A frog in Sligo, hairy caterpillar in Kells and dead bat in Galway

Eye on Nature: Your notes and queries for Ethna Viney

I came across the gentleman in the picture while out walking the Barnaribbon Loup on Benbulben in Sligo. Any idea who he is?

Robert Rowlette, Sligo

It’s our common frog, whose colour ranges from brown to grey to reddish or green and provides camouflage against enemies. Some experts say that frogs can change colour to blend with the environment, but it has been established that they can darken their skin colour over a couple of hours.

I watched this very curious stoat scurrying in and out of holes in the stone wall outside my bedroom window. He actually stood up and looked in the window. Ann Higginson, Cleggan, Co Galway


I found this very hairy caterpillar in Kells. Online research tells me that it is the larva of the pale tussock moth.

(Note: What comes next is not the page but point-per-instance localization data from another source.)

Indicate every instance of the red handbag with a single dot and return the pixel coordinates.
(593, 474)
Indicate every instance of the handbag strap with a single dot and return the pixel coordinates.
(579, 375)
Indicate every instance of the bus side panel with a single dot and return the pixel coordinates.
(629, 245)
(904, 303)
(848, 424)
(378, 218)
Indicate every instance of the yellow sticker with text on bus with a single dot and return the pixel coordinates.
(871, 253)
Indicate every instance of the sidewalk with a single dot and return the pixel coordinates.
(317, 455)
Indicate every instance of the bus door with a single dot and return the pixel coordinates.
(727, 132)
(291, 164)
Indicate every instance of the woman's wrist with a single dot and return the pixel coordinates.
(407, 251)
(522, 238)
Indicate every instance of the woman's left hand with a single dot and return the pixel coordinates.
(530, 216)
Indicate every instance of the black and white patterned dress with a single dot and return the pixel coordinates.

Jon Reilly Williamstown, Co Meath

It will soon pupate in cocoons incorporating these hairs.

I found this dead bat in my back garden. My dad thinks it is a common pipistrelle. There was an orange patch like eggs on the back of the ear.

Edith O’Donnell, Gort, Co Galway

Bat expert Dr Kate McAney identified it as Natterer's bat from its grey underbelly and long ears. The patch was probably the larvae of a mite.

On September 15th this great northern diver just landed and waddled down the beach in Garretstown, Co Cork.

Robert Maxwell, Kinsale, Co Cork

Is this a mink spied at our house on Rosguill Peninsula, Co Donegal? Perhaps it’s a descendant from the 5,000 released by animal activists from a mink farm near Ardara in 2010.

Ann Smylie, Dromore, Co Down

Yes, it’s a mink. The animal rights people don’t seem to realise the damage they do to wildlife by such releases.